Quel verissimo Pignolo friulano

Sembra un sollevatore di pesi Fulvio Bressan. Forte, deciso, taglia extra large. Con il sigaro penzolante parla schietto contro gli affaristi del vino e contro le mode del biologico chic. Ha 47 anni, alle spalle una laurea in Psicologia, studi a Bordeaux e soprattutto 8 generazioni di lavoro tra le vigne.

La sua famiglia iniziò nel Settecento a fare il vino.

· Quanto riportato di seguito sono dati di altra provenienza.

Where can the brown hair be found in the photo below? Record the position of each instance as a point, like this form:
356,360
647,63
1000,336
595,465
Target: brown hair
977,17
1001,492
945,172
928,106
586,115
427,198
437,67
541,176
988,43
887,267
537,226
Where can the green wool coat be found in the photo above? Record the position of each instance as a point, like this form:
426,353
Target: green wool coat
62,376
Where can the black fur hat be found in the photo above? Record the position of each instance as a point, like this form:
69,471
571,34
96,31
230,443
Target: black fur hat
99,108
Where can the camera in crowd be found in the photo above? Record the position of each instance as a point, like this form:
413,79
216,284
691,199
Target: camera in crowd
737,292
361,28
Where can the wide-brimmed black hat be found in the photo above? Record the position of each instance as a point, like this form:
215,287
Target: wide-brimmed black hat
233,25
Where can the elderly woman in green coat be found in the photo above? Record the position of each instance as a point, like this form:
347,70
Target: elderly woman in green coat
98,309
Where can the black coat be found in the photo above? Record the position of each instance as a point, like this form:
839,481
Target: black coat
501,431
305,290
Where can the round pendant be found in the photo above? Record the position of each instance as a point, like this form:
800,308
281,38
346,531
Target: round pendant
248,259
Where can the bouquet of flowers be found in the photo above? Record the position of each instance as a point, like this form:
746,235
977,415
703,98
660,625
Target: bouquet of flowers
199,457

E lui è tornato alle origini, in 20 ettari di Farra d’Isonzo, in provincia di Gorizia, tra le Alpi e il mare che assicura brezza e tepori mediterranei. È convinto che la maggior parte dei vini del mondo siano «appiattiti nei caratteri e incapaci di sfidare il tempo a causa dell’uso indiscriminato della chimica». Lo scrive e lo ripete con veemenza, per questo si fa tanti nemici, al punto da essere escluso dalla manifestazione Super Whites 2011 a Milano per volere del Consorzio del Collio (il padre fu tra i fondatori), dopo un’intervista particolarmente corrosiva. Il ritorno alle origini è nelle regole che si è dato: una linea naturale che accompagna e non stravolge il vino nella sua evoluzione. Sicuro del suo credo enologico, Bressan ha cercato il vitigno più elegante del Friuli in via di estinzione. Si chiama Pignol. «Un vino da grandi occasioni», lo definisce il maître triestino Marco Andronico, campione mondiale alla Lampada, che lo ha voluto nella carta dell’Acquacotta, alle Terme di Saturnia, ristorante fresco di stella Michelin. Sembra misterioso all’inizio, anche per il lungo affinamento. Ma dopo qualche minuto muta nel bicchiere e diventa una esplosione di spezie, soprattutto pepe e mirtilli. Il Pignol di Bressan, di cui si trova ora sulle tavole l’annata 2000, è un vino vero, come il suo creatore.